NCUA data released this month showed first credit union mortgages amounted to $ 74.6 billion in the three months ending March 31, up 49.5 percent from report in the first quarter of 2020. All lenders’ amounts nearly doubled to $ 1.09 trillion.
Credit unions accounted for 6.8% of first mortgage originations among all lenders in the first quarter, down from 6.4% in the fourth quarter, but down from 8.9% in the first quarter of 2020.
The 10 largest credit union originators in the first quarter produced $ 16.8 billion in first mortgage loans, up 47.4% from the first quarter of 2020. They accounted for 16% of assets credit unions and 23% of first mortgage arrangements. The top 10 were:
1. Federal Navy Credit Union, Vienna, Virginia ($ 144.5 billion in assets, 10.3 million members) recorded $ 5.9 billion in first mortgage originations, up 18.4%.
2. PenFed Credit Union, Tysons, Va. ($ 27.3 billion, $ 2.2 million) had first mortgage loan origins of $ 2.7 billion, nearly three times more than $ 965.5 million in the first quarter from 2020.
3. The Lake Michigan Credit Union, Grand Rapids, Michigan ($ 10 billion, 406,861) had first mortgage installments of $ 1.6 billion, up 52.8%.
4. The Star One Credit Union, Sunnyvale, Calif. ($ 10.5 billion, 114,286) had first mortgage originations of $ 1.4 billion, a four-fold increase from $ 331.3 million in the first quarter of 2020.
5. People’s Fund for State Employees, Raleigh, North Carolina ($ 49.6 billion, $ 2.6 million) had first mortgage loan installments of $ 913.5 million, down 1.5%.

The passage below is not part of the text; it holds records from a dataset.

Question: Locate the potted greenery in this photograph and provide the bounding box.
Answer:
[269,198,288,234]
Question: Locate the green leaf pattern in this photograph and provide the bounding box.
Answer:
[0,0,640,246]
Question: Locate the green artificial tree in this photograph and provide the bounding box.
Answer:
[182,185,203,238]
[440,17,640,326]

6. SchoolsFirst Federal Credit Union, Santa Ana, Calif. ($ 25.3 billion, 1.2 million) recorded $ 888 million in first-time mortgage loans, up 4.6%.

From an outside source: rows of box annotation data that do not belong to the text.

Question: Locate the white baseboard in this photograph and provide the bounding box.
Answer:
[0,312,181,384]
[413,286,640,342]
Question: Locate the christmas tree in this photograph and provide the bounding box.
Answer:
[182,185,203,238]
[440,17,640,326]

7. The Federal First Tech Credit Union, San Jose, Calif. ($ 14.1 billion, 630,286) had first mortgage originations of $ 873.6 million, up 34.8%.
8. Idaho Central Credit Union, Chubbuck, Idaho ($ 7.3 billion, 444,065) had first mortgage loan origins of $ 872.1 million, up 95%.
9. The OnPoint Community Credit Union, Portland, Ore. ($ 8.2 billion, 432,553) recorded first mortgage originations of $ 854.2 million, up 73.2%.
10. BECU, Tukwila, Wash. ($ 28.2 billion, $ 1.3 million) had first mortgage originations of $ 809.7 million, up 8.6%.